Department of Cardiothoracic and Vascular Surgery, Medical Centre of the Johannes Gutenberg University of Mainz, Mainz, Germany.
Eur J Cardiothorac Surg. 2011 Oct;40(4):858-68. doi: 10.1016/j.ejcts.2011.01.046. Epub 2011 Mar 3.
Thoracic endovascular aortic repair (TEVAR) has emerged as a promising therapeutic alternative to conventional open aortic replacement but it requires suitable proximal and distal landing zones for stent-graft anchoring. Many aortic pathologies affect in the immediate proximity of the left subclavian artery (LSA) limiting the proximal landing zone site without proximal vessel coverage. In patients in whom the distance between the LSA and aortic lesion is too short, extension of the landing zone can be obtained by covering the LSA's origin with the endovascular stent graft (ESG). This manoeuvre has the potential for immediate and delayed neurological and vascular symptoms. Some authors, therefore, propose prophylactic revascularisation of the LSA by transposition or bypass, while others suggest prophylactic revascularisation only under certain conditions, and still others see no requirement for prophylactic revascularisation in anticipation of LSA ostium coverage. In this review about LSA revascularisation in TEVAR patients with coverage of the LSA, we searched the electronic databases MEDLINE and EMBASE historically until the end date of May 2010 with the search terms left subclavian artery, covering, endovascular, revascularisation and thoracic aorta. We have gathered the most complete scientific evidence available used to support the various concepts to deal with this issue. After a review of the current available literature, 23 relevant articles were found, where we have identified and analysed three basic treatment concepts for LSA revascularisation in TEVAR patients (prophylactic, conditional prophylactic and no prophylactic LSA revascularisation). The available evidence supports prophylactic revascularisation of the LSA before ESG LSA coverage when preoperative imaging reveals abnormal supra-aortic vascular anatomy or pathology. We further conclude that elective patients undergoing planned coverage of the LSA during TEVAR should receive prophylactic LSA transposition or LSA-to-left-common-carotid-artery (LCCA) bypass surgery to prevent severe neurological complications, such as paraplegia or brain stem infarction.

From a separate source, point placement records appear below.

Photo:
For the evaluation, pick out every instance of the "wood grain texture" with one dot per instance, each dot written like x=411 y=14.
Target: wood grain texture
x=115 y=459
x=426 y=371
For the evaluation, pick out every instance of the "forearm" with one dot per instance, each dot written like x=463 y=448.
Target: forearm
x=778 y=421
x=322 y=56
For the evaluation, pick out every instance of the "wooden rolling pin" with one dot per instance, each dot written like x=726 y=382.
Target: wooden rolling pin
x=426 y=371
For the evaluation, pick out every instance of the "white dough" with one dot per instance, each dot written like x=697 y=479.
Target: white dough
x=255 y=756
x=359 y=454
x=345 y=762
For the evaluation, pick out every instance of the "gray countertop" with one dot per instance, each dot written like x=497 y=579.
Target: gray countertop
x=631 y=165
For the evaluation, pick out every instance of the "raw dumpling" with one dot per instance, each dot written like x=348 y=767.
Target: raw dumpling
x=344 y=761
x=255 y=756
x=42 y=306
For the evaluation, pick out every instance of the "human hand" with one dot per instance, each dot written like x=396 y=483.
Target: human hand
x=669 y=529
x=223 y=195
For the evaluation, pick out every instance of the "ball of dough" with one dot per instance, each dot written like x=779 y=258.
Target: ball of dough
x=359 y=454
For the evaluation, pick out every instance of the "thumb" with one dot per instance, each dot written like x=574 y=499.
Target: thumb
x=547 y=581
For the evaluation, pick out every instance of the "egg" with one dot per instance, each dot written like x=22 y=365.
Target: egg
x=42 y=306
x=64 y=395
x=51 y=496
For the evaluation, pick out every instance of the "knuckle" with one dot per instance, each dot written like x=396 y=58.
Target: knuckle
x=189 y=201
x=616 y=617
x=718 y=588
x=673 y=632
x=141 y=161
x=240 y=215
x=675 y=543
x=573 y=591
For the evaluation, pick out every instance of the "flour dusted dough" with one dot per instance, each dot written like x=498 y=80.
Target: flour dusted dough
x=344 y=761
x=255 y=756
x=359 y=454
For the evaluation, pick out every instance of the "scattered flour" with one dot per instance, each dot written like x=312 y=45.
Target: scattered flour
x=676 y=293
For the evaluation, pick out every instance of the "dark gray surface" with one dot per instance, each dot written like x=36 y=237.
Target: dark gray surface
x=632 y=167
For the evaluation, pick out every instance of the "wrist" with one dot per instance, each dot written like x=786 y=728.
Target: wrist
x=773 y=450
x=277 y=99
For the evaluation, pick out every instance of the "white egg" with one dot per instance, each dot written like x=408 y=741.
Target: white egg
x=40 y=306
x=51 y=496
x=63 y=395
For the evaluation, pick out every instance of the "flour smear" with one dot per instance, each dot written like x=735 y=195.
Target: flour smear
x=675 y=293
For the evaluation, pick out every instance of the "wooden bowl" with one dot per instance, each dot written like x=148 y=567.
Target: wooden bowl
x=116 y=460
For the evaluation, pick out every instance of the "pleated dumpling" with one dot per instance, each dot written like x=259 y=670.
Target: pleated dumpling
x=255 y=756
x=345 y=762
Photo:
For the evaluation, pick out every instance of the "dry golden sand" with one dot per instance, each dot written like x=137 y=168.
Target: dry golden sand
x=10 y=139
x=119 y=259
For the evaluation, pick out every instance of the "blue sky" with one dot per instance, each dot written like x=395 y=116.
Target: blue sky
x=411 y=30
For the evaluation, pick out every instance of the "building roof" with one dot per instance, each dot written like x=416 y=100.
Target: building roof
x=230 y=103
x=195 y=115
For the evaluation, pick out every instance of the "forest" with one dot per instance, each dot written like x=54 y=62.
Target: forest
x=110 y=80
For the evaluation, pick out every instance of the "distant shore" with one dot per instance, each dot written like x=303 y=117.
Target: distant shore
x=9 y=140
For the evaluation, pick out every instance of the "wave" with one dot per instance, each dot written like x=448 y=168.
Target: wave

胸主动脉腔内修复术(TEVAR)已成为传统主动脉置换术的一种有前途的治疗选择,但它需要合适的近端和远端锚定区来固定支架移植物。许多主动脉病变紧邻左锁骨下动脉(LSA),导致近端锚定区受限,而没有近端血管覆盖。对于 LSA 与主动脉病变之间距离过短的患者,可以通过用血管内支架移植物(ESG)覆盖 LSA 的起源来延长锚定区。这种操作可能会立即和延迟出现神经和血管症状。因此,一些作者建议通过转位或旁路进行 LSA 的预防性血运重建,而另一些作者则建议仅在某些情况下进行预防性血运重建,还有一些作者认为在预见 LSA 开口覆盖时无需进行预防性血运重建。在这篇关于 TEVAR 患者中 LSA 覆盖时 LSA 血运重建的综述中,我们在 MEDLINE 和 EMBASE 电子数据库中搜索了历史记录,截至 2010 年 5 月的截止日期,使用的检索词是左锁骨下动脉、覆盖、血管内、血运重建和胸主动脉。我们收集了支持处理这一问题的各种概念的最完整的科学证据。在对现有文献进行回顾后,发现了 23 篇相关文章,其中我们确定并分析了 TEVAR 患者中 LSA 血运重建的三种基本治疗概念(预防性、条件性预防性和非预防性 LSA 血运重建)。现有证据支持在 ESG 覆盖 LSA 之前对 LSA 进行预防性血运重建,如果术前影像学显示主动脉上血管解剖或病变异常。我们进一步得出结论,在 TEVAR 期间计划覆盖 LSA 的择期患者应接受预防性 LSA 转位或 LSA 至左侧颈总动脉(LCCA)旁路手术,以预防严重的神经并发症,如截瘫或脑干梗死。